Friday, March 30, 2018

A Poem for Passover by the Editor

Fast of the Firstborn
Shmuel ben Moshe HaLevi

Lightheadedness 
Irritability 
Difficulty concentrating 
Weakness 
(and of course) 
Hunger. 

These are the symptoms of the brief 
deliberate shunning of nourishment
I endure each year at this time.

Unpleasant?  
Yes, but a reminder 
I still live.

Much less unpleasant 
than what happened 
to the firstborn males of the Egyptians 
all those millennia past 
on that night 
my great-many-times-over-grandfather 
was spared the cold sword of 
The Angel of Death.

The blood of the lamb 
streaked across the lintel 
of my ancestor’s slave shack 
informed Death to pass over 
its frightened occupants 
cowering and clutching at their ears 
to drown out the screams of horror 
emanating from the abodes of the Egyptians. 

From that moment on 
every firstborn male 
in every generation 
would belong to God 
and must be redeemed 
with blood or sacrifice 
every anniversary 
of that awful event. 

Tonight I will spill out a little of my wine 
in memory of those who were slaughtered 
enemies though they may have been
and invite all who are hungry
to join me in celebration of the Passover.

After a day without food
the bitter herbs will taste sweet.

LAST CHANCE TO VOTE FOR YOUR FAVORITE POEM FOR THE 2018 SONGS OF ERETZ READERS CHOICE AWARD CONTEST

Tomorrow, March 31, at midnight CST, voting for the 2018 Readers Choice Award Contest will close.  Don’t miss your chance!  In case you are new to Songs of Eretz or tuning in late, information about the contest may be found here http://www.songsoferetz.com/2018/02/announcing-1st-annual-songs-of-eretz.html.

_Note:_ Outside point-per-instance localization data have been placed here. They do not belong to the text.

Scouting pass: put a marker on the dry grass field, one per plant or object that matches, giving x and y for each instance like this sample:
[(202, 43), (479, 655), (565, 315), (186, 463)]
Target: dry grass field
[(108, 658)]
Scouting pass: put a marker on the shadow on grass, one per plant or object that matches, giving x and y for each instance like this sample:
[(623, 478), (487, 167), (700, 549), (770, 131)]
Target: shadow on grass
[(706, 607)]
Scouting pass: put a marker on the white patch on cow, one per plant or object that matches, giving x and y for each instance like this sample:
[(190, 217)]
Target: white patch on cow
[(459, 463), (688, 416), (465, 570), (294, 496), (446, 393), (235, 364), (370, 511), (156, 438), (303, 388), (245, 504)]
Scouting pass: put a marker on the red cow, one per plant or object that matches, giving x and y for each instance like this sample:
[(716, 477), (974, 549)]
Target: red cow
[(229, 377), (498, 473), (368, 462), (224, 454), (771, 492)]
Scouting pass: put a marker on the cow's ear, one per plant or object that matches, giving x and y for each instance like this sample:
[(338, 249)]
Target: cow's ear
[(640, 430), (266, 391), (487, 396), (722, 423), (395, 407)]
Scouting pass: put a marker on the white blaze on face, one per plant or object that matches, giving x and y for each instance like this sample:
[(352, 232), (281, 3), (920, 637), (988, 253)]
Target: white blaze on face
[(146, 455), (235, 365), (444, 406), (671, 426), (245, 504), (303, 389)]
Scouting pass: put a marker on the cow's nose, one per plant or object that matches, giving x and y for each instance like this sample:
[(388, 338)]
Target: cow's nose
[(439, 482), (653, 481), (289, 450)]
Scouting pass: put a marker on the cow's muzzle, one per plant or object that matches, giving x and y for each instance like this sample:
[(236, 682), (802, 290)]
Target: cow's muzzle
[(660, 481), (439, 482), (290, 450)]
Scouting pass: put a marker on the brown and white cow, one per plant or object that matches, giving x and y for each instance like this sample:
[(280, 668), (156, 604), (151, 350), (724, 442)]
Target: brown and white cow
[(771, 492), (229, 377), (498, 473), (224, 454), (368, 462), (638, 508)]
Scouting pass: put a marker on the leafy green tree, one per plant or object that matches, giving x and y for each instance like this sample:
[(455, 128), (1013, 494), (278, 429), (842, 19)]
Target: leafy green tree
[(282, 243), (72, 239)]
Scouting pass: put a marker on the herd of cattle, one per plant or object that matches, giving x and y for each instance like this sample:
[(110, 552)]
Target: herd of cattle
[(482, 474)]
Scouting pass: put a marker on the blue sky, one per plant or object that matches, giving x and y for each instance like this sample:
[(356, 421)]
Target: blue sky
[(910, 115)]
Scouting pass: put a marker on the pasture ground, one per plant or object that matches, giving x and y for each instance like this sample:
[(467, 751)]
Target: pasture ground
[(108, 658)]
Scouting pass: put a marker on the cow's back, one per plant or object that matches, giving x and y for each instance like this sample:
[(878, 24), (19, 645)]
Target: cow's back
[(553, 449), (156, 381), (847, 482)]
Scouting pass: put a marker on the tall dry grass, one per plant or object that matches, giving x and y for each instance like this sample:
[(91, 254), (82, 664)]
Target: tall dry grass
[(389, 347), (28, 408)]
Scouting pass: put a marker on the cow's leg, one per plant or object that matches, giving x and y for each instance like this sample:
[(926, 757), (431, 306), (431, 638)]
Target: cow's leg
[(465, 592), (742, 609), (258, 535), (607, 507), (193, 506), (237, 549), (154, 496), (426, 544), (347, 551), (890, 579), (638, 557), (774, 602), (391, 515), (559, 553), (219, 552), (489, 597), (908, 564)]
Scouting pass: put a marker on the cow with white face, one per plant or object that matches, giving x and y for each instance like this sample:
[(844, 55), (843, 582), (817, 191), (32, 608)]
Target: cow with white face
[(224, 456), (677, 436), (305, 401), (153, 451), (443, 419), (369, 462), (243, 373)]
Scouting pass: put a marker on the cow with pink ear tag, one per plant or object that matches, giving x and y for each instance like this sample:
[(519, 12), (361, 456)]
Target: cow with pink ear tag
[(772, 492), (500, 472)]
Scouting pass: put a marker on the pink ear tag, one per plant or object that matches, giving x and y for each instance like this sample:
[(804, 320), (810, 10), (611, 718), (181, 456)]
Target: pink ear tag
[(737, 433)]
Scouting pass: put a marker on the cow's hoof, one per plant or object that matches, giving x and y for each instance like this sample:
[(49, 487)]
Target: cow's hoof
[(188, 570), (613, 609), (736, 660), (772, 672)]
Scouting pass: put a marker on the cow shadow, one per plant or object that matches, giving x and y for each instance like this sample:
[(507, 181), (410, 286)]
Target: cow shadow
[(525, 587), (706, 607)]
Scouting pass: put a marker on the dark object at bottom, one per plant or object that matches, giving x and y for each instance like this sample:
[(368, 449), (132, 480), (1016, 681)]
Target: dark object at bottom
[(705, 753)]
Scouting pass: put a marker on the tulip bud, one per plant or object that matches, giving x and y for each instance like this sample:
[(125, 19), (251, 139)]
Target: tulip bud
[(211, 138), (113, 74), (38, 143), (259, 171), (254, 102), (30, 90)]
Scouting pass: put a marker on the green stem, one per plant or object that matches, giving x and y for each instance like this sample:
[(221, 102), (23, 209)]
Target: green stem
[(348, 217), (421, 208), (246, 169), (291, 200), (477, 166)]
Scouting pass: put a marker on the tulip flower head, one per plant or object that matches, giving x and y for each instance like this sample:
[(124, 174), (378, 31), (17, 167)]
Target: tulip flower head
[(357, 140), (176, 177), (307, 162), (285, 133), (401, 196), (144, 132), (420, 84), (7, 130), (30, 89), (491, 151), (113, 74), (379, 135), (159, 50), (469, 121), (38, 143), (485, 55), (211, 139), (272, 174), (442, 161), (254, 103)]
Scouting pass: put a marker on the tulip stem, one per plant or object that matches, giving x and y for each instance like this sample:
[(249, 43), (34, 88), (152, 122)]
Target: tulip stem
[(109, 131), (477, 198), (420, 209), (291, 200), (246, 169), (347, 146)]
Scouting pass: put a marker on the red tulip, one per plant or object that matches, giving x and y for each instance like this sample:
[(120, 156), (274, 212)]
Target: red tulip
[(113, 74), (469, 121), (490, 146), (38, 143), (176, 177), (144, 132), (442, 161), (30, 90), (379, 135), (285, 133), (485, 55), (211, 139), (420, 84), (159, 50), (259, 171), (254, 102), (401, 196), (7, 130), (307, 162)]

As of today, "Autismville" by Melinda Coppola has a commanding lead, and Coppola's "7 a. m." is solidly in second place.  Tied for a distant third are "Deceptive Cadence" by Carol Kner and "The Great Escape" by Yoni Hammer-Kossoy.  "When I Am Old" by Tim Amsden is in fifth place, while "Passing On" by Carol Kner and "The Poet Says This Is How You Should See" by Melinda Coppola are in sixth and seventh (last) place respectively.


Vote for your favorite poem by sending an email to Editor@SongsofEretz.com.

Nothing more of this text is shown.